Saturday, April 17, 2010

Swimming Along (Most Of) The Northern Beaches

 The Northern Beaches are on the section of Sydney's coast that stretches from the entrance to Port Jackson (Sydney Harbour) to the entrance to Broken Bay. Many of the beaches are famous for their surf and surfers, but today the waves were rather small and gentle.

It has been one year exactly since I set out to swim the Sydney coastline via the ocean pools and tidal baths. I decided to celebrate the anniversary by swimming some of the pools I previously said I was going to leave until next summer. It was a sunny, warm Autumn day, and the sea temperature was still 23 degrees, so I reckonned I'd be able to swim several without getting cold.

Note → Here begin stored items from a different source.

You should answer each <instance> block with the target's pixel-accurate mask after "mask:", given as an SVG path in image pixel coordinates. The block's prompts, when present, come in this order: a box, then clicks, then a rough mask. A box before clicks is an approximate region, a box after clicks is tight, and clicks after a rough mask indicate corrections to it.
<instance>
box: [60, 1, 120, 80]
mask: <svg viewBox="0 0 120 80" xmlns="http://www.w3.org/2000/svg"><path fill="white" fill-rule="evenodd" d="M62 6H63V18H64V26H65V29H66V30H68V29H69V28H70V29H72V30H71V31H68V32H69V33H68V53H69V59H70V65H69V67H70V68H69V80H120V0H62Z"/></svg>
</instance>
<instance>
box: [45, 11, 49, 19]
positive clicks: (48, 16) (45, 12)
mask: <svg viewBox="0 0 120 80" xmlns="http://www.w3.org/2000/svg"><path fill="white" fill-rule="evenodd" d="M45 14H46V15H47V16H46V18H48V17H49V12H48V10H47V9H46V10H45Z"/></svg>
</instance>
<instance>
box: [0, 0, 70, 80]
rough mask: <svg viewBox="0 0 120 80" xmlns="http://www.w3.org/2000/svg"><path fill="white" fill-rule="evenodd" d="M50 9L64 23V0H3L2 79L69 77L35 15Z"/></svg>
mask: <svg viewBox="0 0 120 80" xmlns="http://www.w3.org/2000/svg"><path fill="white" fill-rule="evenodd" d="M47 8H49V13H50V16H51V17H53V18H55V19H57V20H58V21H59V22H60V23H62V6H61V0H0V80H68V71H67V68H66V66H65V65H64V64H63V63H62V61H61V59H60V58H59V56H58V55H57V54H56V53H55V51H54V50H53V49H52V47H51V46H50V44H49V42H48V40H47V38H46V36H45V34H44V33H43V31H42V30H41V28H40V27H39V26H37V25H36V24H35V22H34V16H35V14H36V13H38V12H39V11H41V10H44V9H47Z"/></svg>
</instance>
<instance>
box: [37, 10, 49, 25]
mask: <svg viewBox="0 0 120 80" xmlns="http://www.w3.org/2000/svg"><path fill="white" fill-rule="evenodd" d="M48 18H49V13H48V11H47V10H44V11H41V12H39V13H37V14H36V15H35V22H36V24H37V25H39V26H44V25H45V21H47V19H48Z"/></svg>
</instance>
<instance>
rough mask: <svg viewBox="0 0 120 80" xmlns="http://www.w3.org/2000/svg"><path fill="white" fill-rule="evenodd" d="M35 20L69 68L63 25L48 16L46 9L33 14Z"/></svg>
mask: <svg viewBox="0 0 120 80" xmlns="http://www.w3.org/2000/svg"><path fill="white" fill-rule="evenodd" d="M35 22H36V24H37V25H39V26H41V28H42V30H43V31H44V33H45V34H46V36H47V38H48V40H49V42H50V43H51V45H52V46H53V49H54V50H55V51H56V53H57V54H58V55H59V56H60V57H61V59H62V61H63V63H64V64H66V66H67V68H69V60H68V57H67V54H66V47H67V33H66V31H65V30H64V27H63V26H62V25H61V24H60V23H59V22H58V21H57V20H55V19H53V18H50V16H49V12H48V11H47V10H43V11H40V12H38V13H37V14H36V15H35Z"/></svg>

Although I have swum from several of the beaches along this part of the coast, I have never swum in any of the rock pools.

Fairy Bower Rock Pool

I started the day back in Manly, but this time on the ocean side rather than the harbour side. The first pool I swam was this small but pretty rock pool in Cabbage Tree Bay. It's famous for the sculpture of sea nymphs, 'The Oceanides', by Helen Leete.

The sea was absolutely wonderful: clean, clear, warm and salty. 

Queenscliff Pool

I was interested to find that this seawater pool is a 50 metre marked lap pool cut into the rock platform and formed with concrete sides and floor. I swam several lengths of front crawl, really enjoying myself.

Freshwater Pool

Again, this is a concrete 50 metre seawater lap pool (eight lanes, no less).  Unfortunately, it was closed, emptied for cleaning. Which means that I will need to return at some date to swim the pool. 

Curl Curl Pool

Curl Curl Pool is unusual in that it has a pool within a pool (plus a kids' paddling pool). Apparently, a second pool was built just outside the original rock pool. Then this pool was shortened to 50 metres, leaving a redundant basin beyond the main swimming pool.

North Curl Curl Rock Pool

It's a bit of a walk from the north end of Curl Curl Beach to reach this rock pool. You either hike over the headland and descend by steps to the pool, or, at low tide, you can walk around the rocks.  The baths are cut into a large rock platform, and the rocks themselves define one side of the pool. 

Dee Why Rock Pool

This is another concrete 50 metre seawater pool. It has a small paddling pool at one end. The water was so lovely that I found it impossible to limit myself to one length, even though I knew I was running out of time to complete this leg.

Collaroy Rock Pool

Another 50 metre lap pool with a small paddling pool, but Collaroy has a slightly irregular shape where it follows the sandstone cliff line. Again, I couldn't just swim one lap. It was just too good. I was probably getting quite a bit of exercise as these northern rock pools are mostly larger than the southern pools that I'm used to.

North Narrabeen Rock Pool

This is a huge ocean baths. I'm pretty sure that it's the largest of the ocean pools (rather than harbour or river inlet tidal enclosures) that I have swum in. The old boardwalk forms one side of a 50 metre lap pool that itself is within a much larger outer rock pool. There's even a big paddling pool.

Mona Vale Rock Pool

This is a smaller rock pool which is cut into a rock shelf emerging from the beach itself, rather than at the base of a headland or cliffs as is usually the case. The sun was starting to get low in the west as I swam here (daylight saving is finished), and I decided that I would only swim one more pool today.

Newport Rock Pool

This is the rock pool where Max Dupain took the photograph of young men swimming and sunbathing in the early 1950s ('At Newport') that became the iconic image of Australian beach culture. There's a reproduction of the image at:

It was starting to get late by the time I'd swum the Newport rock pool, and I had a long way to go back to Marrickville. I still had four rock pools on the Northern Beaches left to swim, and also four tidal baths in Pittwater (an arm of Broken Bay at the mouth of the Hawkesbury River). This should be an easy swim next time as the peninsula between the Pacific Ocean and Pittwater is quite narrow from this point north, making all these pools close together. That day, however, really will have to be next summer or autumn.


  1. These are great photos Chris and really give a flavour of the different character of all the pools - you have a wonderful choice of places to swim, I'm not surprised you can't leave after one length - do you have to pay to go into them all? If so, I think I'd be staying longer anyway to get my money's worth!!

  2. No, Marina, each of these pools is free to use at any time. The amenities are usually basic with just changing sheds and cold showers. There are only two ocean baths which charge a fee - Wylies ($3) and the Bondi Icebergs($4.50). There are also two harbour baths charging an entry fee - Balmain (Dawn Fraser) Baths ($3.90) and Northbridge Baths ($3). Each of these have more developed facilities (eg hot showers). The fee also helps with the upkeep of these heritage baths buildings.